Monday, September 21, 2015

VEFFNY ’15: Km 72

The rumored Verastegui briefcase probably doesn’t contain Marsellus Wallace’s soul, because the assorted cops and robbers looking for it have no use for such spiritual things. The old dodgy millionaire certainly entrusted it to the right man: his loyal bodyguard Dimas Luzardo. Unfortunately, nobody in the Verastegui household gets out alive, as we soon know from the flashback structure of Samuel Henríquez’s Km 72 (trailer here), which screens as part of the upcoming Venezuelan Film Festival in New York.

Luzardo was once a cop and military before that, but driving a cab really sharpened his survival skills. His efficiency handling one aborted hold-up duly impressed his fare, Diego Verastegui, who hired him on the spot to be his bodyguard. Frankly, Luzardo did everything for Verastegui, but he was well compensated and grew close to his employer. Verastegui became a surrogate father to Luzardo, taking the place of the man who was gunned down on the highway years ago. Likewise, Luzardo is more of a son to Verastegui than his own offspring, the wastrel hipster Carlos.

Therefore, Luzardo is rather disappointed when he arrives late one evening to find Verastegui dead, with his son and two strangers muddling through a Mexican standoff of sorts. Luzardo will commence a series of harsh Rashomon-style interrogations that will end badly for all.

There are a whole lot of familiar noir elements in Km 72, but Henríquez executes them with style. There is also a bit of freshness to Luzardo’s relationship with Verastegui, which Frank Spano and Gustavo Rodríguez develop quite nicely. Spano also has the appropriate steeliness for Luzardo’s getting-down-to-business scenes. He certainly looks like one bad cat. George Akram’s Carlos Verastegui is also so obnoxious, nobody will possible object when Luzardo goes medieval on him. However, we never get an adequate sense whether the girl he picked up or the supposed magician who tagged along receive what they deserve. Still, her name, Anna Karina, is a nice hat-tip to Godard’s muse.
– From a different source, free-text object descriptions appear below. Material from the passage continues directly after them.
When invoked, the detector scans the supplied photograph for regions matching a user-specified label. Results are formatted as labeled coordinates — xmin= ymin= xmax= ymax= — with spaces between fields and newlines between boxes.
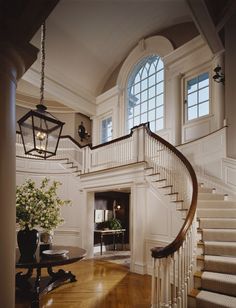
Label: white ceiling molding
xmin=22 ymin=68 xmax=96 ymax=116
xmin=186 ymin=0 xmax=224 ymax=55
xmin=96 ymin=85 xmax=120 ymax=105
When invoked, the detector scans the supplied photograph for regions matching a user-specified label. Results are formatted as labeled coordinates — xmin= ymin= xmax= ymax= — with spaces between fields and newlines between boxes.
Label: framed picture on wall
xmin=104 ymin=210 xmax=113 ymax=221
xmin=94 ymin=210 xmax=104 ymax=223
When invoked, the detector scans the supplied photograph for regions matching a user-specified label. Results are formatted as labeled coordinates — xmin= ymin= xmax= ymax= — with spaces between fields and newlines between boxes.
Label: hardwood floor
xmin=16 ymin=259 xmax=151 ymax=307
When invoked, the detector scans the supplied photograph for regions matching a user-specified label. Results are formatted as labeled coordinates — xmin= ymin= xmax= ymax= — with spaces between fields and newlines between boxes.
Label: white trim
xmin=23 ymin=68 xmax=96 ymax=116
xmin=117 ymin=35 xmax=174 ymax=90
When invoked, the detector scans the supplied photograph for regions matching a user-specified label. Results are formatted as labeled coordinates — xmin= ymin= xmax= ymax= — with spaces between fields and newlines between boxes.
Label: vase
xmin=17 ymin=227 xmax=39 ymax=259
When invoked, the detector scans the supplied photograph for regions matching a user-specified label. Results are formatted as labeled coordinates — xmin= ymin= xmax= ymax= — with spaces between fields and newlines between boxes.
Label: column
xmin=212 ymin=54 xmax=225 ymax=130
xmin=165 ymin=71 xmax=182 ymax=145
xmin=0 ymin=46 xmax=25 ymax=308
xmin=225 ymin=13 xmax=236 ymax=158
xmin=130 ymin=182 xmax=147 ymax=274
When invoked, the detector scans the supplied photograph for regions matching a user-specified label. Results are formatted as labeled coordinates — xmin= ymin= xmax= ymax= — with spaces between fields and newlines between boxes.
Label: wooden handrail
xmin=16 ymin=123 xmax=146 ymax=150
xmin=145 ymin=124 xmax=198 ymax=258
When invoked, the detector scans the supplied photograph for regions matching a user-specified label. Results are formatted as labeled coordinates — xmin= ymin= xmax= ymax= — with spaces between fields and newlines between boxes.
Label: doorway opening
xmin=93 ymin=190 xmax=130 ymax=268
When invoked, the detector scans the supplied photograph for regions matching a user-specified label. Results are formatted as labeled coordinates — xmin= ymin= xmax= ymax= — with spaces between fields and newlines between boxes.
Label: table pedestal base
xmin=16 ymin=266 xmax=77 ymax=308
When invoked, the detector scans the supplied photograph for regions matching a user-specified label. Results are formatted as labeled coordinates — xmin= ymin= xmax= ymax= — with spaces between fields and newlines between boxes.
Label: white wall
xmin=16 ymin=157 xmax=82 ymax=247
xmin=79 ymin=161 xmax=183 ymax=274
xmin=94 ymin=35 xmax=225 ymax=147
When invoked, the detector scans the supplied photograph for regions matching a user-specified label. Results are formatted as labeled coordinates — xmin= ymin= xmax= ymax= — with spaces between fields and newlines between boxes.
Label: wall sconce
xmin=213 ymin=65 xmax=225 ymax=84
xmin=112 ymin=200 xmax=121 ymax=219
xmin=78 ymin=121 xmax=90 ymax=142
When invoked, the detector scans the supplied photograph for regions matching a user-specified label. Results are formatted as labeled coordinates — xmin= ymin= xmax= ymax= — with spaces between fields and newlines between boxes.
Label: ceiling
xmin=17 ymin=0 xmax=233 ymax=116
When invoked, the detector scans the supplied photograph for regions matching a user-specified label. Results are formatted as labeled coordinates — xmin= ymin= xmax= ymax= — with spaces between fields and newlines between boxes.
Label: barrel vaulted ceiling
xmin=17 ymin=0 xmax=234 ymax=116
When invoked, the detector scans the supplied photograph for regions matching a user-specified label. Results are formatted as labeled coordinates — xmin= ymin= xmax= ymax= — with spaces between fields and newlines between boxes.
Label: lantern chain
xmin=40 ymin=22 xmax=46 ymax=105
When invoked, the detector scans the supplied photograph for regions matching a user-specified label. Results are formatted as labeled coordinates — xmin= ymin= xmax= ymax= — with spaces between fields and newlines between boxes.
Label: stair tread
xmin=199 ymin=218 xmax=236 ymax=221
xmin=197 ymin=200 xmax=236 ymax=208
xmin=204 ymin=241 xmax=236 ymax=246
xmin=196 ymin=290 xmax=236 ymax=306
xmin=201 ymin=271 xmax=236 ymax=283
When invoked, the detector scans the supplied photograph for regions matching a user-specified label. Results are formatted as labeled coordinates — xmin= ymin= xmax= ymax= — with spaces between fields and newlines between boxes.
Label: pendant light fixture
xmin=18 ymin=22 xmax=64 ymax=159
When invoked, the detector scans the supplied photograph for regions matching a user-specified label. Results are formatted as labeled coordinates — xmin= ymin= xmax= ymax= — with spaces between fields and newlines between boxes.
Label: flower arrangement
xmin=16 ymin=178 xmax=71 ymax=231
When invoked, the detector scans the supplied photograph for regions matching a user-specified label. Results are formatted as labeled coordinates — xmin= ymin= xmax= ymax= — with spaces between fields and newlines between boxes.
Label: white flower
xmin=16 ymin=178 xmax=71 ymax=231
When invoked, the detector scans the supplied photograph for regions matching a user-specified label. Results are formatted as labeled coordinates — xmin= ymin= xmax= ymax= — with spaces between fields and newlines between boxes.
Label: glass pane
xmin=148 ymin=109 xmax=155 ymax=121
xmin=141 ymin=113 xmax=147 ymax=123
xmin=156 ymin=94 xmax=163 ymax=107
xmin=141 ymin=101 xmax=147 ymax=113
xmin=134 ymin=116 xmax=140 ymax=126
xmin=134 ymin=105 xmax=140 ymax=116
xmin=149 ymin=63 xmax=156 ymax=75
xmin=149 ymin=97 xmax=155 ymax=110
xmin=156 ymin=70 xmax=164 ymax=83
xmin=128 ymin=93 xmax=139 ymax=108
xmin=188 ymin=106 xmax=197 ymax=120
xmin=141 ymin=90 xmax=147 ymax=102
xmin=128 ymin=119 xmax=133 ymax=131
xmin=148 ymin=86 xmax=155 ymax=99
xmin=156 ymin=118 xmax=164 ymax=130
xmin=187 ymin=92 xmax=197 ymax=106
xmin=198 ymin=72 xmax=209 ymax=88
xmin=141 ymin=78 xmax=148 ymax=91
xmin=187 ymin=77 xmax=197 ymax=93
xmin=150 ymin=121 xmax=155 ymax=131
xmin=142 ymin=67 xmax=148 ymax=79
xmin=199 ymin=87 xmax=209 ymax=102
xmin=126 ymin=55 xmax=165 ymax=133
xmin=134 ymin=82 xmax=140 ymax=94
xmin=156 ymin=82 xmax=163 ymax=94
xmin=156 ymin=106 xmax=163 ymax=118
xmin=199 ymin=101 xmax=209 ymax=117
xmin=148 ymin=74 xmax=155 ymax=87
xmin=128 ymin=106 xmax=134 ymax=118
xmin=157 ymin=59 xmax=164 ymax=71
xmin=134 ymin=73 xmax=141 ymax=84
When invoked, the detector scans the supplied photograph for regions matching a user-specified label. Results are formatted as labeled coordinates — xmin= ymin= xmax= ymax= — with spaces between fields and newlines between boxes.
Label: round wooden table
xmin=16 ymin=245 xmax=86 ymax=308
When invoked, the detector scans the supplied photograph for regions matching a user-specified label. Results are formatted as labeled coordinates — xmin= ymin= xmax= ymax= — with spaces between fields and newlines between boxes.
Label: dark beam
xmin=216 ymin=1 xmax=236 ymax=31
xmin=186 ymin=0 xmax=224 ymax=54
xmin=0 ymin=0 xmax=59 ymax=44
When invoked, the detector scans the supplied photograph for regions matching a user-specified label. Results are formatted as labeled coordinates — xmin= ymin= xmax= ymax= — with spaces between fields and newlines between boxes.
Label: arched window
xmin=126 ymin=55 xmax=164 ymax=132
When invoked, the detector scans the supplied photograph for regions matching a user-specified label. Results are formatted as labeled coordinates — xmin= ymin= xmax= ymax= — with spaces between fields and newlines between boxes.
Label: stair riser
xmin=197 ymin=209 xmax=236 ymax=218
xmin=204 ymin=261 xmax=236 ymax=275
xmin=149 ymin=174 xmax=161 ymax=181
xmin=194 ymin=276 xmax=236 ymax=297
xmin=205 ymin=245 xmax=236 ymax=257
xmin=199 ymin=220 xmax=236 ymax=229
xmin=198 ymin=187 xmax=214 ymax=193
xmin=197 ymin=201 xmax=236 ymax=208
xmin=196 ymin=259 xmax=204 ymax=272
xmin=198 ymin=193 xmax=224 ymax=200
xmin=201 ymin=279 xmax=236 ymax=297
xmin=202 ymin=231 xmax=236 ymax=242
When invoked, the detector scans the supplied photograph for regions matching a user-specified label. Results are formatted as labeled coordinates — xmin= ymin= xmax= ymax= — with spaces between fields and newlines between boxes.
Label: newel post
xmin=82 ymin=146 xmax=91 ymax=173
xmin=137 ymin=125 xmax=145 ymax=162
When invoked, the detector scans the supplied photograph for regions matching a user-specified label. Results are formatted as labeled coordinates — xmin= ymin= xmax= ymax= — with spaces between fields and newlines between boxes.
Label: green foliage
xmin=16 ymin=178 xmax=71 ymax=231
xmin=108 ymin=218 xmax=122 ymax=230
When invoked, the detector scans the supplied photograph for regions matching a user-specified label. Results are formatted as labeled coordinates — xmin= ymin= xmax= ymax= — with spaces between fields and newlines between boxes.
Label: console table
xmin=16 ymin=245 xmax=86 ymax=308
xmin=94 ymin=229 xmax=126 ymax=255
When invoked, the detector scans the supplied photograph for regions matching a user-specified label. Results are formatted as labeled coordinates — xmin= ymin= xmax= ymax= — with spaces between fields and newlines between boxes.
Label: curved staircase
xmin=188 ymin=184 xmax=236 ymax=308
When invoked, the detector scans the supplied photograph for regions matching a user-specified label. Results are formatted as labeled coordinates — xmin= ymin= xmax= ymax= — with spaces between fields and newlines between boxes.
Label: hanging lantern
xmin=18 ymin=22 xmax=64 ymax=159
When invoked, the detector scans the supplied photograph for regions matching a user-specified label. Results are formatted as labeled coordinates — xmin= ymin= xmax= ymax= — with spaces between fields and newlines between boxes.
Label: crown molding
xmin=22 ymin=68 xmax=96 ymax=116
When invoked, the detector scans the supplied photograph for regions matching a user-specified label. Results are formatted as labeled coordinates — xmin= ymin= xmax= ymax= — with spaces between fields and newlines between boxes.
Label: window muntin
xmin=126 ymin=55 xmax=164 ymax=132
xmin=101 ymin=117 xmax=112 ymax=144
xmin=185 ymin=72 xmax=209 ymax=121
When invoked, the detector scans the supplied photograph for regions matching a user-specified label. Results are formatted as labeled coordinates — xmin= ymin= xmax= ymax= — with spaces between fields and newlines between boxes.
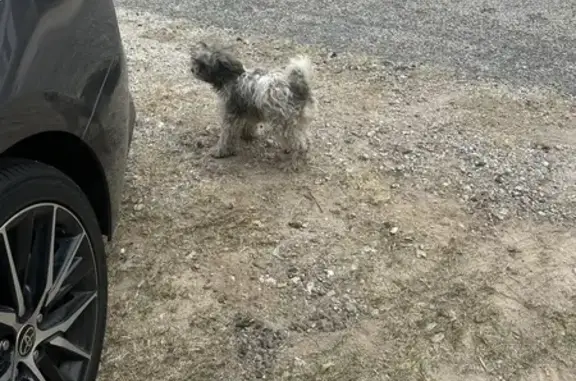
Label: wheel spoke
xmin=46 ymin=233 xmax=85 ymax=306
xmin=21 ymin=358 xmax=47 ymax=381
xmin=12 ymin=211 xmax=35 ymax=284
xmin=0 ymin=361 xmax=15 ymax=381
xmin=47 ymin=257 xmax=91 ymax=308
xmin=37 ymin=292 xmax=96 ymax=343
xmin=48 ymin=336 xmax=90 ymax=360
xmin=0 ymin=309 xmax=16 ymax=328
xmin=36 ymin=352 xmax=68 ymax=381
xmin=34 ymin=206 xmax=57 ymax=315
xmin=1 ymin=229 xmax=26 ymax=317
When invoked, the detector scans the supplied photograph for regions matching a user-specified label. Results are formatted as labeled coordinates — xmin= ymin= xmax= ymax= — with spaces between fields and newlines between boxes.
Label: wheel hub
xmin=0 ymin=203 xmax=101 ymax=381
xmin=16 ymin=325 xmax=36 ymax=358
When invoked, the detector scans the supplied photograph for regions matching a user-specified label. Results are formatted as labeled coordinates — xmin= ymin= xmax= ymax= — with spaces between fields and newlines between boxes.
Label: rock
xmin=288 ymin=221 xmax=304 ymax=229
xmin=359 ymin=153 xmax=370 ymax=161
xmin=133 ymin=203 xmax=144 ymax=211
xmin=416 ymin=249 xmax=427 ymax=258
xmin=431 ymin=333 xmax=445 ymax=343
xmin=322 ymin=362 xmax=335 ymax=372
xmin=325 ymin=269 xmax=335 ymax=278
xmin=425 ymin=322 xmax=437 ymax=331
xmin=389 ymin=226 xmax=399 ymax=235
xmin=259 ymin=275 xmax=277 ymax=286
xmin=345 ymin=302 xmax=358 ymax=314
xmin=305 ymin=281 xmax=315 ymax=294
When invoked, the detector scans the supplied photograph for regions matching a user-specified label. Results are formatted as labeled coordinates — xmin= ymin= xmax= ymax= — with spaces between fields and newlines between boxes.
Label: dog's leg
xmin=240 ymin=120 xmax=259 ymax=141
xmin=276 ymin=119 xmax=310 ymax=171
xmin=210 ymin=116 xmax=242 ymax=158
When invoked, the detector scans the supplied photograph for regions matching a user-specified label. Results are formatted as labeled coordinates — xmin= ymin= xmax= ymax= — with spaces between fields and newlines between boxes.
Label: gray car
xmin=0 ymin=1 xmax=135 ymax=381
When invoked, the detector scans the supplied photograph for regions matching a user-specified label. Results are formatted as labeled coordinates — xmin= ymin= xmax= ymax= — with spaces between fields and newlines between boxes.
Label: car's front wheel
xmin=0 ymin=160 xmax=107 ymax=381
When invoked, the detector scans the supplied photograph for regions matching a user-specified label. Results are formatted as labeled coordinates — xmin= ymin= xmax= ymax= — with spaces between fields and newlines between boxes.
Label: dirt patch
xmin=100 ymin=7 xmax=576 ymax=381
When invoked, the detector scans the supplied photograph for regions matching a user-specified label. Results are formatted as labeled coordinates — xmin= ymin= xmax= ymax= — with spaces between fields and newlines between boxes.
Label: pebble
xmin=305 ymin=281 xmax=315 ymax=294
xmin=431 ymin=333 xmax=445 ymax=343
xmin=416 ymin=249 xmax=427 ymax=258
xmin=133 ymin=203 xmax=144 ymax=211
xmin=425 ymin=322 xmax=437 ymax=331
xmin=359 ymin=153 xmax=370 ymax=161
xmin=389 ymin=226 xmax=399 ymax=235
xmin=345 ymin=302 xmax=357 ymax=314
xmin=288 ymin=221 xmax=304 ymax=229
xmin=322 ymin=362 xmax=335 ymax=371
xmin=259 ymin=275 xmax=277 ymax=286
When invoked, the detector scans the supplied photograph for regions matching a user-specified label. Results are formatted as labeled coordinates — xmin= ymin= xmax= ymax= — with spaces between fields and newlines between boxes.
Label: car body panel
xmin=0 ymin=0 xmax=134 ymax=234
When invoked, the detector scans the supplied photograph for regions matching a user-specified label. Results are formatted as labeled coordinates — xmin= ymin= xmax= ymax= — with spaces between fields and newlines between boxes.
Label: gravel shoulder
xmin=101 ymin=8 xmax=576 ymax=381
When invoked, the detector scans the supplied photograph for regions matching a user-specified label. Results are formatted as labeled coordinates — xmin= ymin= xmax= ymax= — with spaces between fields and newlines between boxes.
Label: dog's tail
xmin=285 ymin=55 xmax=313 ymax=100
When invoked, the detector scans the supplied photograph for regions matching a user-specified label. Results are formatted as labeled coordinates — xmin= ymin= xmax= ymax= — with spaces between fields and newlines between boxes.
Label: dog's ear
xmin=217 ymin=54 xmax=244 ymax=75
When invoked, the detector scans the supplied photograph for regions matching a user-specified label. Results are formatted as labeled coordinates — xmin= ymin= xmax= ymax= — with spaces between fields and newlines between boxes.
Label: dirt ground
xmin=99 ymin=8 xmax=576 ymax=381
If you don’t mind noirs that are fatalistic and nihilistic, than Km 72 is rather a lot of fun. Frankly, Henríquez overcomplicates matters with the cops’ under-cooked conflicts in the framing device, but he pulls off some sly revelations in the third act. The Verastegui villa is also an effective location for what is essentially a five-character, one-set thriller. Gritty yet sentimental in a strange way, Km 72 is well worth seeing for noir fans when it screens this Thursday (9/24) at the Village East, as part of the Venezuelan Film Festival in New York.